The Big Chute Marine Railway
boats on a train
Trent Severn Waterway
Big Chute, Ontario, Canada
August 6, 2019
This part of Canada merits a second map
to give a feeling for the Canadian Shield terrain
this map covers 10 miles from side to side
I'll take the railroad car!
A first marine railway was finished on this site in 1917 to overcome the 58 foot drop of The Big Chute. It was one of the final pieces to complete the Trent Severn Waterway connecting Lake Ontario with Georgian Bay that began in 1833 with the first lock at Bobcaygeon. The railway was a temporary solution to meet the demands of the Great War; conventional locks would have taken much longer to build. The conventional locks and dams they would have required were started in 1919 but abandoned in 1921 due to the post-war recession.
Instead, the original railway was almost completely rebuilt in 1923-24 to accommodate larger boats.
As boat traffic increased, a lock was again considered in the 1960s to solve the bottleneck the railway had become. But a lock would have allowed the Sea Lamprey access to the valuable Lake Simcoe fishery. This voracious Atlantic predator was introduced to the Great Lakes starting with the completion of the Welland Canal in 1829 that connected Lake Ontario to Lake Erie. By the 1930s the sea lamprey had destroyed the Great Lakes trout fishery.
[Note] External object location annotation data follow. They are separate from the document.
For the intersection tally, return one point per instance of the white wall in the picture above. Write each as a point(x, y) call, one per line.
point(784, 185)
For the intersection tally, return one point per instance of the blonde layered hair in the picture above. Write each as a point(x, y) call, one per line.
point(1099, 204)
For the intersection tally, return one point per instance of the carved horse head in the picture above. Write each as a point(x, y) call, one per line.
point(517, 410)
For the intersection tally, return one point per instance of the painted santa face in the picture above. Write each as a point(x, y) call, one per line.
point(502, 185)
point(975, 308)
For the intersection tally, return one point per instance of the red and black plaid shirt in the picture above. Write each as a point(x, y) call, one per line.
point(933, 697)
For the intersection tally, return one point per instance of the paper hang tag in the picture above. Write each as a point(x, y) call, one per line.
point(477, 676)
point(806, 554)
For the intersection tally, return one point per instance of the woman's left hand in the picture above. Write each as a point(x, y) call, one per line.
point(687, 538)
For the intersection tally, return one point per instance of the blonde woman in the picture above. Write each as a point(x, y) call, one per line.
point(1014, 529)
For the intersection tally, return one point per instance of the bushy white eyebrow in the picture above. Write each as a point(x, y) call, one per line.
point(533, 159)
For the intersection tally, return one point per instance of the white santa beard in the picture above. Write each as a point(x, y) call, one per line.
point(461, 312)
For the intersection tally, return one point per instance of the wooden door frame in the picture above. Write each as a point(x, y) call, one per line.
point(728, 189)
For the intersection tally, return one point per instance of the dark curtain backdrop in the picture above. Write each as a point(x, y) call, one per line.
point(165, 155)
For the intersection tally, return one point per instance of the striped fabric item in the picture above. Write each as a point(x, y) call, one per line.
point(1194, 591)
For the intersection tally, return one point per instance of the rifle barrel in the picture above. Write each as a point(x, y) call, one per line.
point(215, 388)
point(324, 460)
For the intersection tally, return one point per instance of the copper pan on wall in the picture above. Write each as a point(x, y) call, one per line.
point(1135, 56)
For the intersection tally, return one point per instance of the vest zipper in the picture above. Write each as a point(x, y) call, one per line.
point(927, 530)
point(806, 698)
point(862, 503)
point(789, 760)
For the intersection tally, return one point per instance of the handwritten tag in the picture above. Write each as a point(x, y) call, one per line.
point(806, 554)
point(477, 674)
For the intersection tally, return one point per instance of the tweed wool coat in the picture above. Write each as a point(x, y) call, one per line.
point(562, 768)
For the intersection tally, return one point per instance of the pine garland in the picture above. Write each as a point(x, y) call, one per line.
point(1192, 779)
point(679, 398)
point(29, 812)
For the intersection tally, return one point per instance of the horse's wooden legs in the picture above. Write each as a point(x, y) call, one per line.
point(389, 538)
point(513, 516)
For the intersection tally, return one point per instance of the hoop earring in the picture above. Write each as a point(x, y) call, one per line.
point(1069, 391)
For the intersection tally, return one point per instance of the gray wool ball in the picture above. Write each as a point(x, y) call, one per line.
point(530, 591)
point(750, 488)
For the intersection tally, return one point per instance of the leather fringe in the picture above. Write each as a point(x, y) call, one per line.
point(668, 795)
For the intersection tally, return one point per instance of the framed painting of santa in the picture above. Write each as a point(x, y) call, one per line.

So instead, a larger railway was built right next to the old one, started in 1976 and opened in 1978. A sign says the 1923 version still serves as a trusty backup, but it’s hard to imagine that relic being cranked up.
One of the challenges of history is to visualize the circumstances that drove the construction of such an ambitious infrastructure project as the Trent Severn Waterway, even as railroads were making it obvious that any commercial success would be short lived.
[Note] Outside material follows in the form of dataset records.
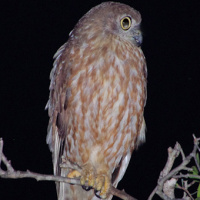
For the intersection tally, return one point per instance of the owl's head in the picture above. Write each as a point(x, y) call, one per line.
point(111, 20)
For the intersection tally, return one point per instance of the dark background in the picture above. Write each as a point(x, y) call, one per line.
point(30, 34)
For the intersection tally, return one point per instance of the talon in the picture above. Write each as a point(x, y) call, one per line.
point(104, 190)
point(73, 174)
point(99, 182)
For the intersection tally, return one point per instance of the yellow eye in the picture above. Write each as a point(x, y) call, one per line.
point(126, 23)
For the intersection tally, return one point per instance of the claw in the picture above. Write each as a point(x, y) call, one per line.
point(74, 174)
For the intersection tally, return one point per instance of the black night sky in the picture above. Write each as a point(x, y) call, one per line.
point(30, 34)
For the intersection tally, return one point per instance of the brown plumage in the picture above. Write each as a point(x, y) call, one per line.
point(97, 98)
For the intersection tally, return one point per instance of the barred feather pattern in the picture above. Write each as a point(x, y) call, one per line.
point(97, 97)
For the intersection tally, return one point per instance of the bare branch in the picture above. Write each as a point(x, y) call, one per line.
point(166, 189)
point(11, 173)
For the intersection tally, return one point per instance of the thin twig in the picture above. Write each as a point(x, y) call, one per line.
point(11, 173)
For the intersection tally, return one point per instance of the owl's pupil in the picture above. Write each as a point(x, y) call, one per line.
point(126, 23)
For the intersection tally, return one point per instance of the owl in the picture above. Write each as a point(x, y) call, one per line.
point(96, 102)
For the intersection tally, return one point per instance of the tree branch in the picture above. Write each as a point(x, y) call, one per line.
point(168, 178)
point(11, 173)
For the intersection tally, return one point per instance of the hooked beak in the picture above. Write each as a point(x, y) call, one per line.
point(137, 36)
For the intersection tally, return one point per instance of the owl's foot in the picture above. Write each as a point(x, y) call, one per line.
point(73, 174)
point(99, 181)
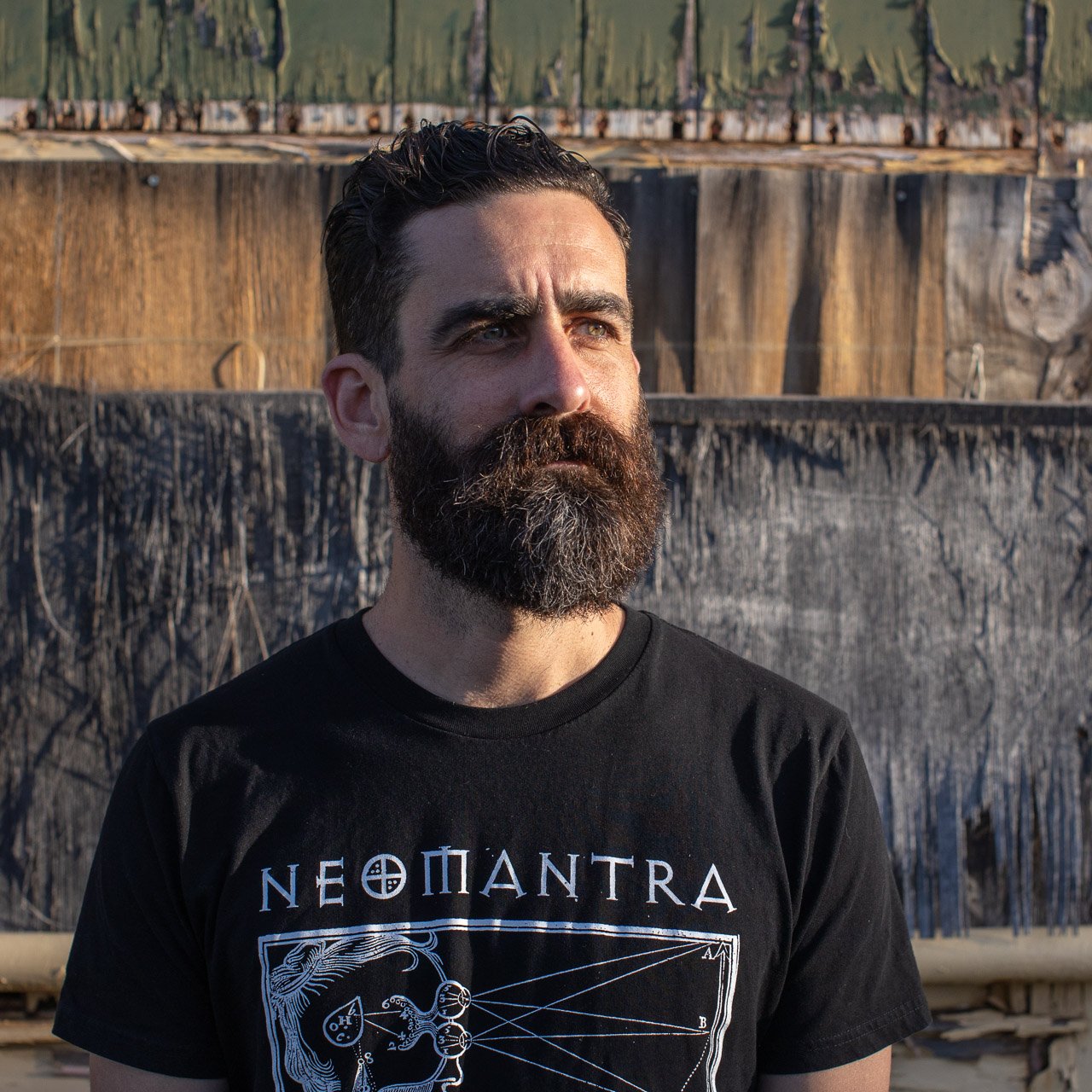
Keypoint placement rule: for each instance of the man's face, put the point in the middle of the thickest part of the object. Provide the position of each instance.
(521, 457)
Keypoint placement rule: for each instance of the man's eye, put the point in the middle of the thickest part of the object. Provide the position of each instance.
(591, 328)
(491, 334)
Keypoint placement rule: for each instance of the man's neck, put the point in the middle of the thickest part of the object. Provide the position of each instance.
(467, 648)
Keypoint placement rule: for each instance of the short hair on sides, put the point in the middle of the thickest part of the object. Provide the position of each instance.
(369, 268)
The key to the Trent Severn are the abundant and beautiful natural resources of Ontario and the industries they attracted. The forests of Ontario were logged extensively in the 1800s. The first dam at The Big Chute in the 1870s was built to raise water levels for timber drives – something like the cattle drives of the old U.S. West, but logs in water instead of cattle on range. The dams led to power generation, which led to sawmills, which led to shipping lumber on boats instead of driving logs through water, yippy yi yo.
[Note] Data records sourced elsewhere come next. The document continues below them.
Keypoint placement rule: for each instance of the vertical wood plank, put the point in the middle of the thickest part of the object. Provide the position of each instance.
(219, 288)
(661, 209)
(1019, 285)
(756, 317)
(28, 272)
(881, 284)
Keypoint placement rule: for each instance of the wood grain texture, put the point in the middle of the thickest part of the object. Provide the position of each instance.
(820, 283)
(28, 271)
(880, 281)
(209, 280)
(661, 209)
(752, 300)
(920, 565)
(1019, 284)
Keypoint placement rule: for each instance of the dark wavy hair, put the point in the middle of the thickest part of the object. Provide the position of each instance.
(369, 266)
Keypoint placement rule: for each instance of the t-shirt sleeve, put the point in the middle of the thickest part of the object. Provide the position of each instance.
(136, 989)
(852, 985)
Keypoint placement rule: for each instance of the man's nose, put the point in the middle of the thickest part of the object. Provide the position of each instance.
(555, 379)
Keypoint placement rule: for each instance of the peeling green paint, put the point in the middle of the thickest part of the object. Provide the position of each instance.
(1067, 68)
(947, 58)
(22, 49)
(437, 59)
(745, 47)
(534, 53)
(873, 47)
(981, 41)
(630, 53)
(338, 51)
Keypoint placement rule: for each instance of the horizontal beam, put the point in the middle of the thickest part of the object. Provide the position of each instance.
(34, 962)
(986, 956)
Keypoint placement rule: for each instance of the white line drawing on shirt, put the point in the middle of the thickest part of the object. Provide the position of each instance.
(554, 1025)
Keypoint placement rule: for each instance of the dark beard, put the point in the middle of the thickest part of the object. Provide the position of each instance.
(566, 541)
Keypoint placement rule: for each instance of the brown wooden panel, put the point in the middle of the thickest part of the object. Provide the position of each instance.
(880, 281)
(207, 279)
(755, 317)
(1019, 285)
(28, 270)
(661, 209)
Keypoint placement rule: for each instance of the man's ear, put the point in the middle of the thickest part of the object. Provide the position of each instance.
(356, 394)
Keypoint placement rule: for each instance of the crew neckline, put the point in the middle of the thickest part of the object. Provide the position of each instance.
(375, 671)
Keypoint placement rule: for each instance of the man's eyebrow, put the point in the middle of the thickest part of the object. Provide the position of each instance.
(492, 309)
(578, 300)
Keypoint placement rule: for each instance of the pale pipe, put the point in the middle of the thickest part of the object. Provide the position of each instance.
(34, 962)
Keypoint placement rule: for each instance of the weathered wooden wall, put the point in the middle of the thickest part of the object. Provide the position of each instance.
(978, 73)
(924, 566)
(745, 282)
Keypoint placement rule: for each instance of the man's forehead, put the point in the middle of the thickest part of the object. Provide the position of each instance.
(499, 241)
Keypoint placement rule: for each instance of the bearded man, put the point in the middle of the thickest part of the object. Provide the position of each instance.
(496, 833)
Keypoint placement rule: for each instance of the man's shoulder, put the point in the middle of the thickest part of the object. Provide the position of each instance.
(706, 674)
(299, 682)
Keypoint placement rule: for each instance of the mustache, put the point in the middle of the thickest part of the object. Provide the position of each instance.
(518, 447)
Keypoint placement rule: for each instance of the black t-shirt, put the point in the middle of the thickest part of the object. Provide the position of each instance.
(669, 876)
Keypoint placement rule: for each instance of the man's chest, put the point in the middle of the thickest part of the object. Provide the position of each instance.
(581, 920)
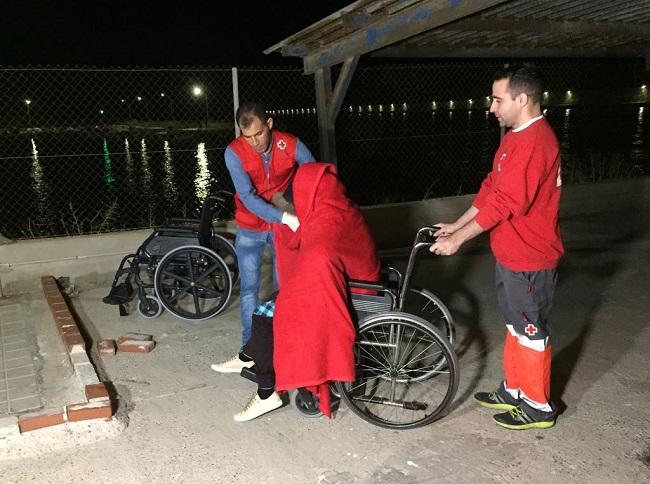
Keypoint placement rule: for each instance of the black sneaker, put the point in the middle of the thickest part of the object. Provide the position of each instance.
(517, 419)
(499, 399)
By the 1930s, the natural beauty of the area was attracting a summer cottage industry to replace the dying logging industry. The recreational boat explosion in the 1950s and 60s solidified the new tourist industry, doing very well in the new century - at least partly due to how well the Trent Severn Waterway is operated and maintained.
Another boat going through Big Chute
Looks for all the world like you're approaching a flooded, derelict warehouse
The burgundy red is L.T.'s bimini Standing on my cabin again This thing could hold 8 L.T.s
I couldn't get anybody to wave!
The metal thing in the middle with yellow straps attached is raised to create a sling for L.T. It could hold two L.T.s side by side. The two yellow squares on the side are smaller versions that could be raised to hold four small run abouts or PWCs.
The car travels on two sets of tracks at different heights to keep L.T. level.
The whole thing took about 15 minutes.